I preface posting this story with a reference to the longs threads that developed on Gates of Vienna in response to the Baron’s question: “What If the Brits Packed Heat?” and his other post, “The Right to Keep and Bear Arms.”The comments were plentiful and lively, ranging across the spectrum of opinion on the morality, wisdom, and efficacy of private citizens’ gun ownership.
One commenter, who really got the thread going, said:
No thanks. We don’t want a gun culture like you have over there. You can keep it.
I couldn’t help but think of this remark when I read the following story - the sad, insane quandary of Dr. Chan:
The ordeal began when Dr Chan, a father of six, returned from a two-week holiday in France on December 30. In the early hours of New Year’s Eve as the family slept, thieves smashed through the back door of his home in Belsize Park, North London.
They grabbed three computers worth more than £3,000 and a pile of unopened Christmas presents.
The heist was especially heartbreaking because the laptops contained hundreds of precious photographs of his wife Zaide, 35, their children and his grandchild, as well as the text of more than 150 lectures on radiology.
Dr Chan said the Metropolitan Police did not send a single uniformed officer to investigate the crime, although a forensics expert paid a visit to dust for fingerprints and DNA evidence.
Well, that was nice of them - to dust for fingerprints, I mean. How…rigorous.
Dr. Chan said:
“When my wife and I discovered the burglary, we rang the police and they didn’t want to know.
Five hours afterwards, after complaining, they sent a single forensics expert round, but they said no police officer was available to investigate thefts or break-ins.
I was astonished because we are close to three police stations.
The forensics person was very nice but they effectively told me, ‘I wouldn’t hold your breath for your belongings’.
I didn’t hear anything else from them and I was appalled.
I have lost ten years of family photos and 20 years of work. It has been heartbreaking.”
So what did Dr. Chan do with his heartbreak? Did he go on a rampage? Did he steal in return? No, he did what any hog-tied, helpless person would do: he begged for his belongings to be returned and he even put up signs around his neighborhood offering to pay for their return, no questions asked:- - - - - - - - - -
“I put out an advert offering a reward on railings, in streets and even on trees locally.And what did he get for his trouble? Well, let’s just say he got the British bobby treatment: they offered to arrest him if he didn’t take the notices down.

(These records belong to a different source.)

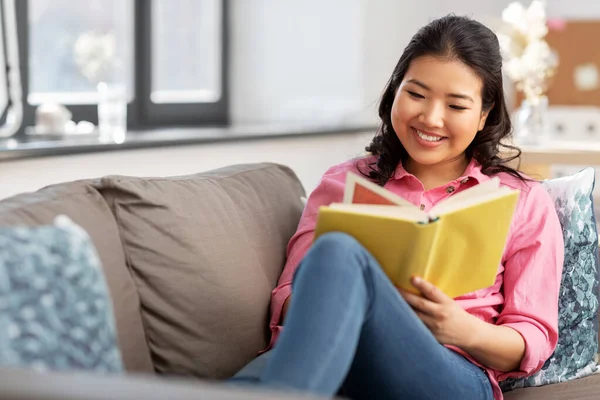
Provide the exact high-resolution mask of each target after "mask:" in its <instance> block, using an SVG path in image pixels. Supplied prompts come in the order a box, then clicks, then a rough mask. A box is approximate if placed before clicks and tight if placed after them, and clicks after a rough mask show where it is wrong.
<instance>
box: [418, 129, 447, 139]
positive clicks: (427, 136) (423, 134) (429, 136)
mask: <svg viewBox="0 0 600 400" xmlns="http://www.w3.org/2000/svg"><path fill="white" fill-rule="evenodd" d="M417 135H419V137H420V138H421V139H423V140H427V141H428V142H439V141H440V140H442V139H443V137H439V136H429V135H426V134H424V133H423V132H421V131H417Z"/></svg>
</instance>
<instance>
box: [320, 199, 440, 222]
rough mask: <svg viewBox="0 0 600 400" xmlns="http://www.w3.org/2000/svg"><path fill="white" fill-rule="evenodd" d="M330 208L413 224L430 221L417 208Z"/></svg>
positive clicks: (338, 203) (360, 207)
mask: <svg viewBox="0 0 600 400" xmlns="http://www.w3.org/2000/svg"><path fill="white" fill-rule="evenodd" d="M329 207H330V208H332V209H334V210H340V211H345V212H352V213H356V214H362V215H370V216H377V217H386V218H395V219H401V220H404V221H411V222H422V223H426V222H428V221H429V217H428V215H427V213H425V212H423V211H421V210H419V209H418V208H416V207H397V206H394V205H380V204H346V203H332V204H330V205H329Z"/></svg>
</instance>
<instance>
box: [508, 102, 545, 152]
mask: <svg viewBox="0 0 600 400" xmlns="http://www.w3.org/2000/svg"><path fill="white" fill-rule="evenodd" d="M547 114H548V97H547V96H543V95H542V96H537V97H533V98H526V99H524V100H523V102H522V103H521V106H520V107H519V109H518V110H517V111H516V113H515V115H514V138H515V142H516V143H517V144H518V145H527V146H543V145H545V144H546V143H547V142H548V126H547V125H548V124H547V120H548V115H547Z"/></svg>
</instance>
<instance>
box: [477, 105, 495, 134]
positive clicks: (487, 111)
mask: <svg viewBox="0 0 600 400" xmlns="http://www.w3.org/2000/svg"><path fill="white" fill-rule="evenodd" d="M493 109H494V105H493V104H492V106H491V107H490V108H489V109H488V110H487V111H482V112H481V117H480V118H479V128H478V131H481V130H482V129H483V127H484V126H485V121H487V117H488V115H490V111H492V110H493Z"/></svg>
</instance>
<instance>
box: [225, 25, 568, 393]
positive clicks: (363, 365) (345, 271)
mask: <svg viewBox="0 0 600 400" xmlns="http://www.w3.org/2000/svg"><path fill="white" fill-rule="evenodd" d="M501 67H502V60H501V56H500V51H499V46H498V41H497V39H496V36H495V35H494V33H493V32H492V31H491V30H489V29H488V28H486V27H485V26H484V25H482V24H480V23H478V22H476V21H473V20H470V19H468V18H464V17H457V16H448V17H444V18H441V19H438V20H435V21H433V22H431V23H430V24H428V25H427V26H425V27H423V28H422V29H421V30H419V31H418V32H417V34H416V35H415V36H414V37H413V38H412V40H411V41H410V43H409V44H408V46H407V47H406V49H405V51H404V53H403V54H402V56H401V57H400V60H399V62H398V64H397V66H396V68H395V69H394V72H393V74H392V77H391V78H390V80H389V82H388V84H387V87H386V89H385V91H384V94H383V97H382V99H381V104H380V107H379V115H380V117H381V128H380V130H379V132H378V133H377V135H376V136H375V138H374V139H373V141H372V142H371V144H370V145H369V146H368V147H367V151H368V152H369V153H370V155H369V156H367V157H364V158H361V159H358V160H351V161H349V162H346V163H343V164H341V165H336V166H334V167H332V168H330V169H329V170H328V171H327V172H326V173H325V175H324V176H323V177H322V179H321V181H320V184H319V185H318V187H317V188H316V189H315V190H314V192H313V193H312V194H311V196H310V198H309V199H308V203H307V205H306V209H305V211H304V213H303V215H302V218H301V221H300V223H299V227H298V230H297V232H296V233H295V235H294V236H293V237H292V239H291V241H290V243H289V245H288V260H287V264H286V266H285V269H284V271H283V273H282V275H281V278H280V282H279V285H278V286H277V288H276V289H275V290H274V291H273V294H272V303H271V310H272V318H271V330H272V340H271V345H270V348H272V350H270V351H268V352H267V353H265V354H264V355H263V356H261V357H259V358H258V359H257V360H255V361H254V362H253V363H251V364H250V365H249V366H248V367H247V368H246V369H245V370H243V371H242V372H241V373H240V374H239V375H238V377H237V379H240V380H243V379H244V376H245V375H248V374H250V375H252V374H254V375H255V377H256V379H255V382H256V383H257V384H258V385H261V386H265V387H273V388H284V389H288V390H292V391H301V392H309V393H315V394H320V395H327V396H331V395H335V394H338V393H342V394H344V395H345V396H348V397H350V398H353V399H381V400H384V399H403V400H406V399H492V398H494V399H501V398H502V392H501V391H500V389H499V386H498V381H500V380H503V379H506V378H508V377H521V376H526V375H530V374H532V373H534V372H535V371H537V370H538V369H539V368H541V367H542V365H543V364H544V362H545V361H546V359H547V358H548V357H549V356H550V355H551V354H552V352H553V350H554V348H555V346H556V342H557V331H558V328H557V324H558V322H557V313H558V305H557V304H558V293H559V286H560V281H561V273H562V264H563V241H562V233H561V228H560V224H559V221H558V218H557V215H556V212H555V209H554V205H553V203H552V201H551V199H550V197H549V196H548V195H547V194H546V192H545V191H544V189H543V188H542V187H541V186H540V184H539V183H537V182H533V181H531V180H529V179H527V178H526V177H524V176H522V175H521V174H520V173H519V172H517V171H516V170H513V169H511V168H510V167H509V166H508V165H507V162H508V161H510V160H507V159H503V158H502V156H501V154H500V148H501V146H502V145H501V141H502V140H503V139H506V138H507V137H508V136H509V135H510V133H511V124H510V120H509V116H508V113H507V110H506V105H505V101H504V93H503V89H502V71H501ZM350 171H352V172H355V173H362V174H363V175H365V176H367V177H368V178H370V179H371V180H373V181H374V182H377V183H378V184H380V185H382V186H385V187H386V188H387V189H388V190H391V191H392V192H394V193H397V194H399V195H400V196H402V197H404V198H405V199H407V200H409V201H411V202H413V203H414V204H416V205H420V207H421V208H422V209H424V210H428V209H430V208H431V207H432V206H433V205H435V204H436V203H438V202H439V201H441V200H443V199H445V198H447V197H449V196H453V195H455V194H456V193H459V192H461V191H463V190H465V189H467V188H469V187H471V186H473V185H477V184H479V183H481V182H484V181H486V180H488V179H490V177H492V176H497V177H499V178H500V180H501V184H502V185H505V186H509V187H511V188H516V189H519V190H520V193H521V194H520V198H519V203H518V206H517V210H516V213H515V216H514V218H513V221H512V225H511V229H510V233H509V238H508V242H507V244H506V248H505V251H504V254H503V257H502V262H501V264H500V265H499V266H498V274H497V276H496V281H495V283H494V285H493V286H491V287H489V288H486V289H483V290H479V291H477V292H474V293H470V294H467V295H465V296H461V297H458V298H455V299H452V298H449V297H447V296H446V295H445V294H444V293H442V292H441V291H440V290H438V289H437V288H436V287H434V286H433V285H431V284H430V283H428V282H425V281H423V280H422V279H419V278H418V277H415V278H414V280H413V285H414V286H415V287H416V288H418V289H419V291H420V293H421V295H420V296H417V295H414V294H411V293H406V292H402V291H399V290H398V289H397V288H395V287H394V286H393V285H392V284H391V283H390V281H389V280H388V278H387V277H386V276H385V275H384V273H383V272H382V271H381V269H380V267H379V265H378V264H377V261H376V260H375V259H374V258H373V257H372V256H371V255H370V254H369V253H368V252H367V251H366V250H365V249H364V248H363V247H362V246H361V245H360V244H359V243H358V242H356V241H355V240H354V239H353V238H352V237H350V236H347V235H344V234H341V233H330V234H327V235H324V236H322V237H320V238H319V239H318V240H317V241H316V242H315V243H312V242H313V231H314V227H315V222H316V216H317V211H318V208H319V206H321V205H326V204H329V203H332V202H337V201H341V199H342V195H343V191H344V181H345V177H346V174H347V173H348V172H350ZM398 240H402V238H398ZM472 268H477V265H473V266H472ZM284 320H285V328H284V327H283V326H282V325H283V322H284Z"/></svg>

Seems that making such appeals is against the law in Britain. Again, Dr. Chan says:
I was offering a huge reward, no questions asked.”
“Then a couple of weeks later I got a phone call from the police warning that I could be prosecuted for trying to buy stolen goods.
I said that they had not done very much to get my things back.
They said that they had everything under control, but I pointed out to them they had not even come round to take the serial numbers of the computers.”
Under section 23 of the Theft Act 1968, it is illegal to advertise rewards for return of goods stolen or lost using words to the effect that no questions will be asked.
Anyone convicted faces a fine of up to £100 and will get a criminal record.
“Everything under control” indeed! More like “everyone turned into sheep.” ‘Tis no wonder Dr. Dalrymple moved to France. Perhaps Dr. Chan will consider joining him.
Is there a point of no return in the journey down this path of compelled helplessness? Would any culture forced to walk that way know when they’d gone too far to return to a world of justice?
To our commenter I can only reply sadly:
No thanks. We don’t want a sheep culture like you have over there. You can keep it.
Even Orwell couldn’t have dreamed up Dr. Chan’s nightmare.